Seoul: North Korean leader Kim Jong-un called for stronger “self-defence” measures to tackle “very serious” security challenges as he presided over a key ruling party session earlier this week, Pyongyang’s state media reported on Saturday.
But there was no specific message issued from the fifth enlarged plenary meeting of the party’s eighth Central Committee with regard to the possibility of the secretive regime carrying out another nuclear test, reports Yonhap News Agency.
The North stopped short of delivering new major messages toward the US or South Korea through the three-day high-profile session that ended Friday.
It instead announced the promotion of Vice Foreign Minister Choe Son-hui, who used to play a key role in denuclearization talks, to the post of foreign minister.

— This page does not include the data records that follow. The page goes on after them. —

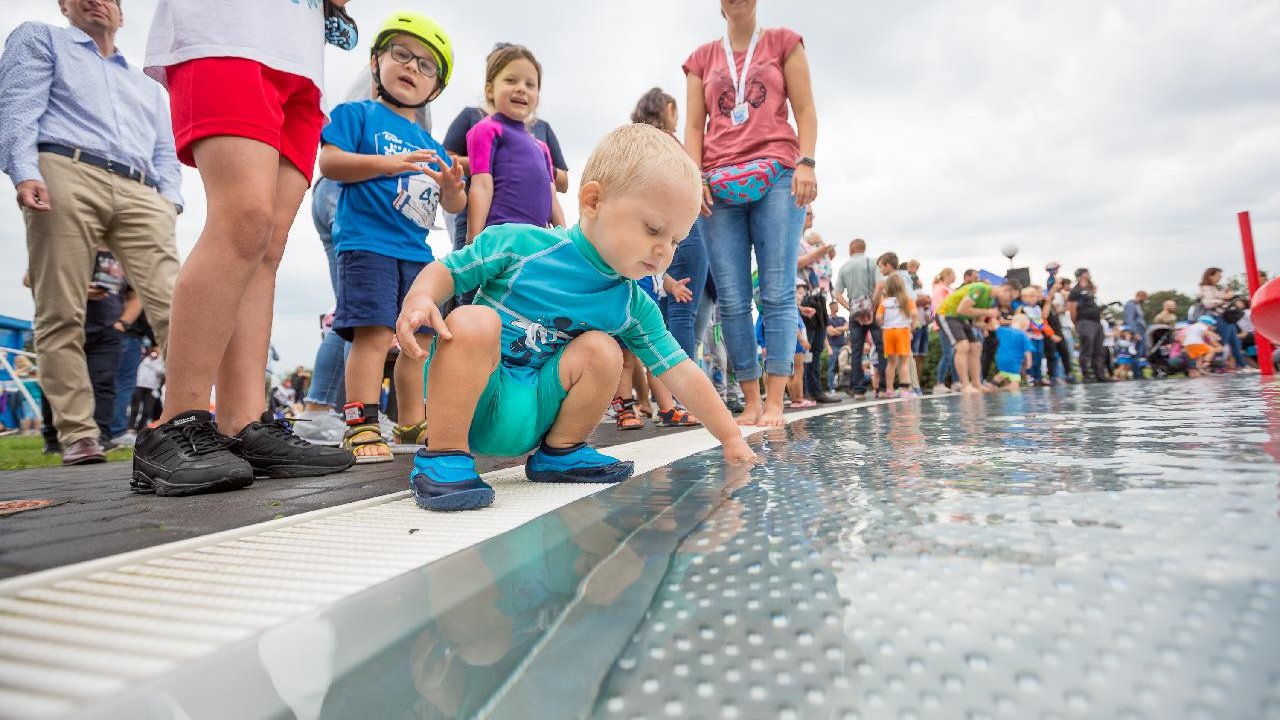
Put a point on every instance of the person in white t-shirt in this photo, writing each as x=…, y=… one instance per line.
x=245, y=81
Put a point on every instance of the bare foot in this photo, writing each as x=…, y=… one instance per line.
x=750, y=417
x=772, y=418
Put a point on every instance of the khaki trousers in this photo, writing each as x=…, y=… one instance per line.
x=91, y=208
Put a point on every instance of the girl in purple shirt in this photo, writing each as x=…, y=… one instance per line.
x=512, y=177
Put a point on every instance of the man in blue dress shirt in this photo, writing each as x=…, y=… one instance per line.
x=88, y=145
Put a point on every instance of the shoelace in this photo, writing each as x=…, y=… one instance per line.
x=283, y=428
x=204, y=438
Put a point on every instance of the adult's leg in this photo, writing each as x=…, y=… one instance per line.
x=460, y=372
x=775, y=224
x=241, y=396
x=690, y=261
x=103, y=358
x=142, y=237
x=126, y=379
x=728, y=253
x=856, y=346
x=241, y=178
x=586, y=369
x=328, y=388
x=62, y=247
x=410, y=409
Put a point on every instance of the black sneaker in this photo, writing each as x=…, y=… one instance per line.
x=274, y=451
x=187, y=455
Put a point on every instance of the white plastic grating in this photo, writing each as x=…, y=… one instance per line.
x=87, y=632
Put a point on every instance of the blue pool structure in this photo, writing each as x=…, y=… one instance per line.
x=1106, y=551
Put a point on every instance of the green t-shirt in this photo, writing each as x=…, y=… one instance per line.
x=979, y=292
x=549, y=286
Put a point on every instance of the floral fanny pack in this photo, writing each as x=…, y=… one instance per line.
x=744, y=182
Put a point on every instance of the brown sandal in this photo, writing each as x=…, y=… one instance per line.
x=366, y=436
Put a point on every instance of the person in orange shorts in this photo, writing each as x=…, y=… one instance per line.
x=896, y=314
x=1201, y=343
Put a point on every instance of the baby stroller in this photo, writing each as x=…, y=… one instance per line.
x=1165, y=355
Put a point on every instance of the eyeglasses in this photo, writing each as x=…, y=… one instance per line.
x=403, y=55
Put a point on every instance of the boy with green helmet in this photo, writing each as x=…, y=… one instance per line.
x=394, y=177
x=429, y=33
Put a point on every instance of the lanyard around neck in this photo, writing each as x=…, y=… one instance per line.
x=740, y=83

Foreign Minister Ri Son-gwon has been tapped to lead the party’s United Front Department tasked with handling inter-Korean relations.
The North said that the right to self-defence is a matter of protecting national sovereignty, stressing that the security circumstance for the North is “very serious” and at risk of being further aggravated, according to Pyongyang’s official Korean Central News Agency (KCNA).
He then reaffirmed the principle of “power for power and head-on contest” and urged efforts to accomplish the goal of bolstering national defence capabilities “as soon as possible”, the KCNA said.
The KCNA did not specify whether Kim made a direct mention of the North’s reported plan for another nuclear test.
During the party session, the North also focused on the issue of controlling the current Covid-19 outbreak.
Kim was quoted as saying that the state anti-epidemic work has currently “entered a new stage” from a blockade-based prevention system to preventing the spread of the virus based on both a lockdown and eradication of the virus.